Hyundai's luxury brand Genesis has now been launched in the UK and selected markets in Europe, but will probably only come to Ireland in 2022 when the range expands. We've driven its latest saloon, the G80 and come away fairly impressed with its style and value in a tough segment. However, to be successful if has to be able to beat not just Lexus, but the German trio of Audi, BMW and Mercedes, and that could be a very tough ask given how good the A6, 5 Series, E-Class and ES are, to name but a few.
In the Metal:
Genesis had to do something to look a bit different and it's done so under the banner of 'Athletic Elegance." That's the overall idea, but within that it has what it calls a "two lines" design language, simply because at the front, along the side and at the rear there are, you guessed it, two distinct lines. Things aren't going to be complicated here it seems.
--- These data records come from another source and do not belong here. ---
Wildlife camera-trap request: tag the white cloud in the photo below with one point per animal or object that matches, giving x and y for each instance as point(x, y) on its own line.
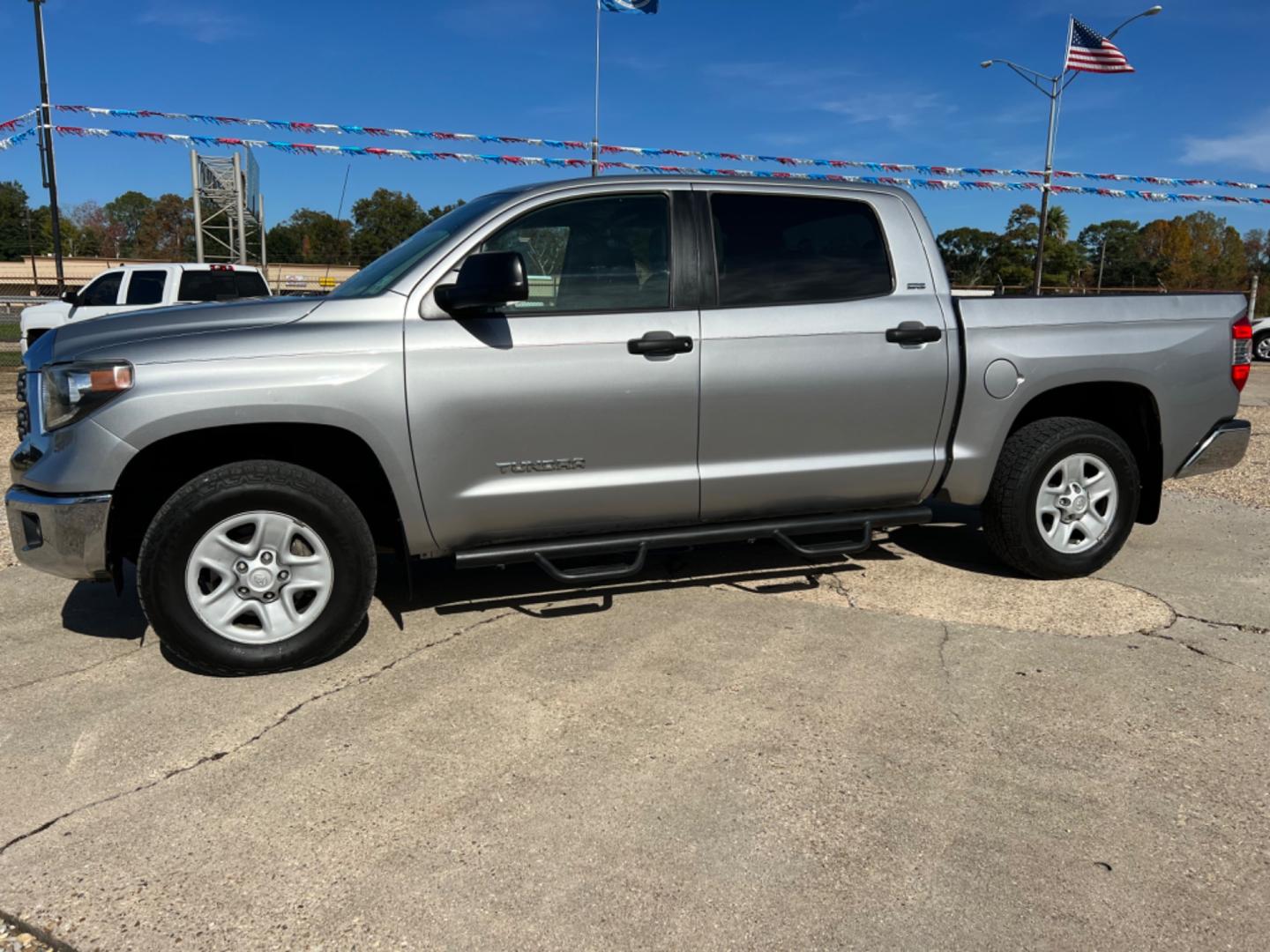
point(204, 26)
point(895, 109)
point(1246, 149)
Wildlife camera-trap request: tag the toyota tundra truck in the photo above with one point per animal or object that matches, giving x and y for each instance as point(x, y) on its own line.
point(133, 287)
point(580, 372)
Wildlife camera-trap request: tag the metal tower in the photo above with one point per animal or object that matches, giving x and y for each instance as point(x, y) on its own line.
point(228, 208)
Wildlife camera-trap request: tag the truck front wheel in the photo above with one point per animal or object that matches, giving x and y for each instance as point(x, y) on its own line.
point(1064, 498)
point(257, 566)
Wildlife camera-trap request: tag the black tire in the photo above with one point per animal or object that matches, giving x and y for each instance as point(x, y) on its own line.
point(1010, 509)
point(1261, 342)
point(242, 487)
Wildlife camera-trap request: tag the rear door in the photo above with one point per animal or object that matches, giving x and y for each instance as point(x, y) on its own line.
point(145, 288)
point(805, 404)
point(220, 282)
point(553, 415)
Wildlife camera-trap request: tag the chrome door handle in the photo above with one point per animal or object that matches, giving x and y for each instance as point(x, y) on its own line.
point(660, 343)
point(914, 333)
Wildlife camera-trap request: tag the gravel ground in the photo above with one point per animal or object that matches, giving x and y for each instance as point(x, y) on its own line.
point(1249, 482)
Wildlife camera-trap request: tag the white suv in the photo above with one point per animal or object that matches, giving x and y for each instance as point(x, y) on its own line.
point(135, 287)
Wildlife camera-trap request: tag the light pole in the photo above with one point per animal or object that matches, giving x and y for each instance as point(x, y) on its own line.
point(1052, 88)
point(48, 167)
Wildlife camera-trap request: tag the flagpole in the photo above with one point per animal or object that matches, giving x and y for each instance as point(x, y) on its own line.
point(594, 143)
point(1056, 95)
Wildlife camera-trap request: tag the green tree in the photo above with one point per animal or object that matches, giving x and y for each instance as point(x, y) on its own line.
point(167, 230)
point(123, 217)
point(310, 236)
point(1016, 257)
point(1116, 248)
point(42, 233)
point(90, 221)
point(13, 222)
point(383, 221)
point(969, 256)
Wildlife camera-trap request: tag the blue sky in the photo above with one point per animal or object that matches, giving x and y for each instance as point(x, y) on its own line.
point(854, 79)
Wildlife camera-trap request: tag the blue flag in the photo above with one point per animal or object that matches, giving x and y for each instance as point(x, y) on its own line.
point(629, 5)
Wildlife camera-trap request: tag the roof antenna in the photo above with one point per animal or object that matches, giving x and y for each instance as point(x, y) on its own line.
point(340, 216)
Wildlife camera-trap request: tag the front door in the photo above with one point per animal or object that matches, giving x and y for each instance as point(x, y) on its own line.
point(805, 405)
point(554, 417)
point(100, 297)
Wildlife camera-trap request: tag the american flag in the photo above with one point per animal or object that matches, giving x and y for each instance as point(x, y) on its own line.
point(1093, 52)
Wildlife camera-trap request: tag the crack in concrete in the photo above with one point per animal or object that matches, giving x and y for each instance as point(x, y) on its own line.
point(286, 716)
point(944, 660)
point(1159, 634)
point(834, 584)
point(41, 934)
point(48, 678)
Actually, that's very much the point because Genesis wants to keep things simple. It won't have lots of dealerships, just what it calls "studios" (though what's going to happen in Ireland, we don't yet know). There you'll be able to relax, look at the cars, have a coffee and, if you feel like it, chat to a personal assistant who isn't going to try to sell you a car. If you want to drive one, then a model will be delivered to your home or office, as will the car you actually buy. If you need to have it serviced, then it'll be picked up and a similar specification courtesy car will be left with you. It's all about making the whole experience as relaxing as possible.
So too is the interior, which is very spacious with a high level of quality and some great materials. It's not surprising that when we stopped to chat to the owner of a classic car, he looked inside and asked which Bentley we were driving. Granted Bentley might not appreciate that, but Genesis certainly will. There are acres of leatherette or even full Nappa leather. Open-pore wood further adds to the luxury feel and the bits that look like knurled metal really are metal, rather than plastic designed to fool you.
It's all very posh without the need to pay posh car money, which is probably the point.
There is a 2.2-litre diesel version of the Genesis G80, but we drove the 2.5 turbo petrol version with its 300hp and 422Nm of torque. It's definitely not about the numbers though; the power is just to haul this limo around in relaxed comfort without the engine making much noise. It does that very well indeed, keeping most of the sounds of the engine and outside world at bay while you relax and enjoy the optional 18-speaker Lexicon Premium sound system.
The G80 has a great driving position with plenty of adjustment and good visibility, although the rear parcel shelf does seem a little high. The steering is a pleasure with reasonable feedback if you drive enthusiastically and the acceleration is responsive and brisk when you want it to be. Be warned though: it can be thirsty, and we saw an economy figure as low as 11.4mpg, although Genesis quotes an official combined figure under WLTP of 31.2mpg.
While this car can be hustled, it is at its best cruising along and allowing occupants to enjoy the electronically controlled suspension soaking up the bumps. The G80 can even predict those bumps thanks to what Genesis calls Road Preview, similar to the Mercedes Magic Ride system. A camera scans the road ahead and then adjusts the suspension to smooth out the bumps and potholes as best it can.
What you get for your Money:
Value for money is one of the main things Genesis wants to do to set itself apart from rivals. So, this is where there's a temptation to include a link to the spec list on the Genesis website rather than try to tell you all that's in it, simply because there is so much, but here are some highlights. There's a great digital instrument cluster that even provides a video feed of your outside blind spots when you indicate. The 14.5-inch infotainment display includes augmented reality and the whole system is easy to use via a centre console dial, voice control or buttons on the steering wheel.
Talking of buttons, there are lots. This is not a car for those people who think everything should be in a touchscreen these days. However, they are all very well laid out and easy to use. Standard audio is a nine-speaker set-up.
There are only two trim lines - Premium and Luxury. We drove the latter, which included an Innovation Pack, Comfort Pack and the Nappa leather seats. There's also an Executive Pack with things like rear seat entertainment screens. So basically, you choose the trim line that has the luxury or gadgets you want and you're all done, barring a few options like the audio.
Value is also apparent in the five-year care plan. This includes the warranty, servicing, courtesy car service, roadside assistance, navigation maps and over-the-air-updates, for five years.
Genesis first launched in its home market of South Korea in 2015 and today is the number one premium seller there. In Europe it is at the beginning of its journey, but with the G80 it is off to a good start. Not only is it something different, but it ticks a lot of boxes when it comes to luxury, technology and value for money. It's not just Hyundai's premium brand, it's a premium brand period. There's more to come too, with the G70 saloon and shooting brake, GV70 SUV and a couple of electric models on the way, all of which are likely to be the main sellers if, or when, Genesis launches in Ireland.